I hope not. We saw from the plots above, there is likely some confounding and effect modification going on. Continuing on....


```{r}

# Without effect modification
adj.glm <- glm(hospital_expire_flag ~ weekend + admission_type,data=dat,family="binomial")
summary(adj.glm)
drop1(adj.glm,test="Chisq")

# With effect modification (interaction)
adj.int.glm <- glm(hospital_expire_flag ~ weekend*admission_type,data=dat,family="binomial")
summary(adj.int.glm)
drop1(adj.int.glm,test="Chisq")


```


```{r}

onWeekend <- expand.grid(weekend="TRUE",admission_type=levels(dat$admission_type))
onWeekday <- expand.grid(weekend="FALSE",admission_type=levels(dat$admission_type))

onWeekend$pred <- predict(adj.int.glm,newdata=onWeekend)
onWeekend 


onWeekday$pred <- predict(adj.int.glm,newdata=onWeekday)
onWeekday 

```


```{r}
onWeekend %>% inner_join(onWeekday,by="admission_type") %>% mutate(OR=exp((pred.x-pred.y)))
```

So, this mirrors what we saw above.
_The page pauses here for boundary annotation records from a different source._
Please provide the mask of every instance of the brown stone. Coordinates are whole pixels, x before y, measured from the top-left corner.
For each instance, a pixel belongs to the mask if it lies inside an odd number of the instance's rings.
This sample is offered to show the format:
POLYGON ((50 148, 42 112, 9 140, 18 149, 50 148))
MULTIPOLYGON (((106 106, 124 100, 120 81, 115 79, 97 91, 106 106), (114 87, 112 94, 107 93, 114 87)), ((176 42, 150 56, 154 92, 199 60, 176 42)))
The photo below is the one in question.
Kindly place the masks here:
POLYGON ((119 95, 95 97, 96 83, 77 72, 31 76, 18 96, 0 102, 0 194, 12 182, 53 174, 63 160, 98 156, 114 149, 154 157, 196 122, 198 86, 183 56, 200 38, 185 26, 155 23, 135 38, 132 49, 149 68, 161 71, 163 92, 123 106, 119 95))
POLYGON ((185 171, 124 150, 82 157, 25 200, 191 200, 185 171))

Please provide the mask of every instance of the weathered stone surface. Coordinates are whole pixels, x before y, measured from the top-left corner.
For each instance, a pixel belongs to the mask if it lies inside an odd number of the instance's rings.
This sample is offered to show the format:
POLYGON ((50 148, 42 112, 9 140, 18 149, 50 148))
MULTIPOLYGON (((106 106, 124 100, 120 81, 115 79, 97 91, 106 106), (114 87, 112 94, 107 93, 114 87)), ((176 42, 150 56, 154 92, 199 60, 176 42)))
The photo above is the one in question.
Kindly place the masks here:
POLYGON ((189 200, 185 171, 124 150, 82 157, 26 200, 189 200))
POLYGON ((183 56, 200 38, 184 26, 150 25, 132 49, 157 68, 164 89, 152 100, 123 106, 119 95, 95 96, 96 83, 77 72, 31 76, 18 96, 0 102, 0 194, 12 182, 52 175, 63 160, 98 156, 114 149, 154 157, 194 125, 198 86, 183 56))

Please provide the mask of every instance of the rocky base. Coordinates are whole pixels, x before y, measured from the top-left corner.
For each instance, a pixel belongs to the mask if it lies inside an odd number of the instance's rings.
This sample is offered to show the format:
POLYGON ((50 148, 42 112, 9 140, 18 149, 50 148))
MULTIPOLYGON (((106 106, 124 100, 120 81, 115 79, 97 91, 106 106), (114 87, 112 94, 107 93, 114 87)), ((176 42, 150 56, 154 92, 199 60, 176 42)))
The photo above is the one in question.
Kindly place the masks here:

While there may be differences between EMERGENCY and URGENT admission types, an ELECTIVE admission occurring on a weekend has an odds of mortality almost four times that of an ELECTIVE admission on a weekday.

What do you think? Do patients admitted on a weekend have a higher rate of mortality than those admitted during the week? Who is most effected, if at all?

Looking forward to see what you guys come up with!